In a May 12 memo seen by International Financing Review (IFR), Citigroup said it had declined a request from Jefferies, an investment bank, to back Lending Club after CEO Renaud Laplanche resigned three days earlier.

"Jefferies has requested that Citi be supportive of Lending Club in order to calm the markets," said the memo, which further said the bank was temporarily freezing exposure to online lenders.

"While Citi believes that overall due diligence and lending quality of Lending Club is good, it is ... investigating the situation and is not yet prepared to do this," it said.

It was not specifically clear from the memo, which recorded the minutes of a call with the Office of the Comptroller of the Currency, a US banking regulator, what kind of support Jefferies was seeking from Citigroup.

According to the memo, Citigroup told the OCC that it believed Lending Club "has sufficient liquidity to carry it through the next few weeks".

Calls and voicemail left by IFR for the Citigroup bankers were not answered. The OCC declined to comment on behalf of the OCC staff. Citigroup, Jefferies and the OCC declined to comment on the content of the memo. The SEC also declined to comment.

In a statement to IFR, acting Lending Club CEO Scott Sanborn said the company was in a "strong financial position" with US$900m in cash and a US$120m line of credit.

"Our platform continues to operate with existing investors and more returning each day," he said.

Lending Club said in a quarterly SEC filing this week that a number of its large investors had halted investments in its loans in the wake of Laplanche's resignation, which could have a material effect on its performance.
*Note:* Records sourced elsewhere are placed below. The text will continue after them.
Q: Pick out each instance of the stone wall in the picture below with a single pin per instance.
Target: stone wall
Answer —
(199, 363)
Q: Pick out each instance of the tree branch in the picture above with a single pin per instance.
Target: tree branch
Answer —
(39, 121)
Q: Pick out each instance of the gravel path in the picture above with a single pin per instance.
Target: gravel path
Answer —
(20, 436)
It said it did not know exactly what impact the slowdown in investment will have, or whether the investors will return.

But three sources have told IFR that Lending Club is in talks with banks, hedge funds, money managers and mutual funds about possible financial support.

Troubled Waters

Lending Club's CEO resigned after an internal company probe found that a US$22mn package of loans sold to Jefferies did not meet Jefferies' criteria, sources told IFR. Application dates on some of those loans had been falsified, the company said in a public filing.

Lending Club repurchased those loans at par value, the sources said, but the incident put the spotlight on the relatively new business of peer-to-peer lending.
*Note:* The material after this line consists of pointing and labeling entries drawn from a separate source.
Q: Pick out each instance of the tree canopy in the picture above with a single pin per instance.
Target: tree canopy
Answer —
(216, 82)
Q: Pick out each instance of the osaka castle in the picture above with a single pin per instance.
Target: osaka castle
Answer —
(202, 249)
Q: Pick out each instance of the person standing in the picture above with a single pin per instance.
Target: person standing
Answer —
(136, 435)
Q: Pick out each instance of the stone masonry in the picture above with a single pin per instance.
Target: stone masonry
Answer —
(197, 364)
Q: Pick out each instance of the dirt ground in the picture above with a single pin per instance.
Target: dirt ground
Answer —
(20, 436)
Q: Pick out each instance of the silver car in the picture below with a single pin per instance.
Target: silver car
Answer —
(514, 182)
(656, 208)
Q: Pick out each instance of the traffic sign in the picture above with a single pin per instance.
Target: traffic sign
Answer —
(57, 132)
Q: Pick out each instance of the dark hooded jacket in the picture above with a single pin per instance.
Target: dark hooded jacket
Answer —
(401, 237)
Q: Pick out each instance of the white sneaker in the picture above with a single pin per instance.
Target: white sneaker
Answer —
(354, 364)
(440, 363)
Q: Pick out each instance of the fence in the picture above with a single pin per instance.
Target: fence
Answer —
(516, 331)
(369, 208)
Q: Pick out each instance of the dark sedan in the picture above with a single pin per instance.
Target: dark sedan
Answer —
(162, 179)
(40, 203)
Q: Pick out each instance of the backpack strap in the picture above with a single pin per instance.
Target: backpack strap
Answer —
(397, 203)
"I recognize that events occurred on my watch where we failed to meet our high standards," Laplanche told the Wall Street Journal after stepping down.

"While there are disagreements as to the characterization of facts, I accept that the board acted in good faith and did what it believed was right for the company."

Laplanche did not immediately respond to a request for further comment.

Peer-to-peer or marketplace lenders bypass a traditional business of banks by connecting those seeking loans with retail investors willing to provide them.

Companies like Lending Club then often sell packages of the loans to banks that securitize the loans into asset-backed bonds - something Jefferies had been planning to do.

But Jefferies halted plans for a new securitization - a typical way that companies provide fresh capital for themselves - after the falsified loan sale emerged.

Three sources have told IFR that one idea under discussion is for institutional investors to buy Lending Club loans in exchange for an equity stake in the company.

Jefferies has even been engaged as an advisor to Lending Club specifically to seek third-party loan funding, according to another source familiar with the situation.